The data stored in NEO consists of 30 big data streams of about 3.3 TB, each of which can be accessed sequentially or randomly.
In order to achieve this result, Nexedi has been running a NEO ingestion test drive for 40 days on 6 inexpensive Dedibox computers, each of which with 3 SATA disks of 6TB, 1x Intel® Xeon® E5 1410 v2 and 64 GB RAM. 30 concurrent fluentd streams of data have been ingested into ERP5 / Wendelin platform powered by NEO at an average growth rate of 2.5 TB per day. The NEO cluster was configured with 30 independent Zope application servers and 18 independent replicated storages for a total disk usage of 88.6 TB. A compression factor of 43.5% was observed on the random data that was ingested in this test run.

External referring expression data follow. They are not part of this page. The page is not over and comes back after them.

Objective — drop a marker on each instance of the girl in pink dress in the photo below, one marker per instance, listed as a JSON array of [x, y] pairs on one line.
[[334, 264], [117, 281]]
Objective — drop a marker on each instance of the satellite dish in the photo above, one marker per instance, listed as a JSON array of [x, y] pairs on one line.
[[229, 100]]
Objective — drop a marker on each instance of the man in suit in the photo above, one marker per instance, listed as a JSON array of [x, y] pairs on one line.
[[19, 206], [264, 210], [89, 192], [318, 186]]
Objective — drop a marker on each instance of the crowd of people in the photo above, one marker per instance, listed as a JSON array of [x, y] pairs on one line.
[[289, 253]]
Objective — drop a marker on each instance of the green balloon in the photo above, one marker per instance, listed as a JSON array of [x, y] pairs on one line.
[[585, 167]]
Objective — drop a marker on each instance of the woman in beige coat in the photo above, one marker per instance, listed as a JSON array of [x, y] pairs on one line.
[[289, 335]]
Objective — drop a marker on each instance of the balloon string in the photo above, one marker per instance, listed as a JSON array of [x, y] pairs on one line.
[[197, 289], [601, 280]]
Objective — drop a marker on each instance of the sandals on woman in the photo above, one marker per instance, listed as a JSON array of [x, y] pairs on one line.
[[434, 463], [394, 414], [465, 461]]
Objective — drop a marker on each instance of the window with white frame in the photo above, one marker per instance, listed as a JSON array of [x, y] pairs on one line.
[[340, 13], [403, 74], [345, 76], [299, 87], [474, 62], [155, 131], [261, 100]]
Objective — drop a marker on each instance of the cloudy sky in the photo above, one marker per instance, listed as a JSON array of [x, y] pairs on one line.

NEO database relies on an innovative protocol that turns a cluster of independent storage engines into a single transactional storage space. NEO currently supports MariaDB, MySQL, SQLite and POSIX filesystem as possible storage engines. For the current tests, MariaDB has been used with two different storage backends: RocksDB and TokuDB. Both RocksDB and TokuDB have shown similar peformance: RocksDB write performance was more consistent whereas TokuDB read performance was a bit better. Detailed test report will be published soon.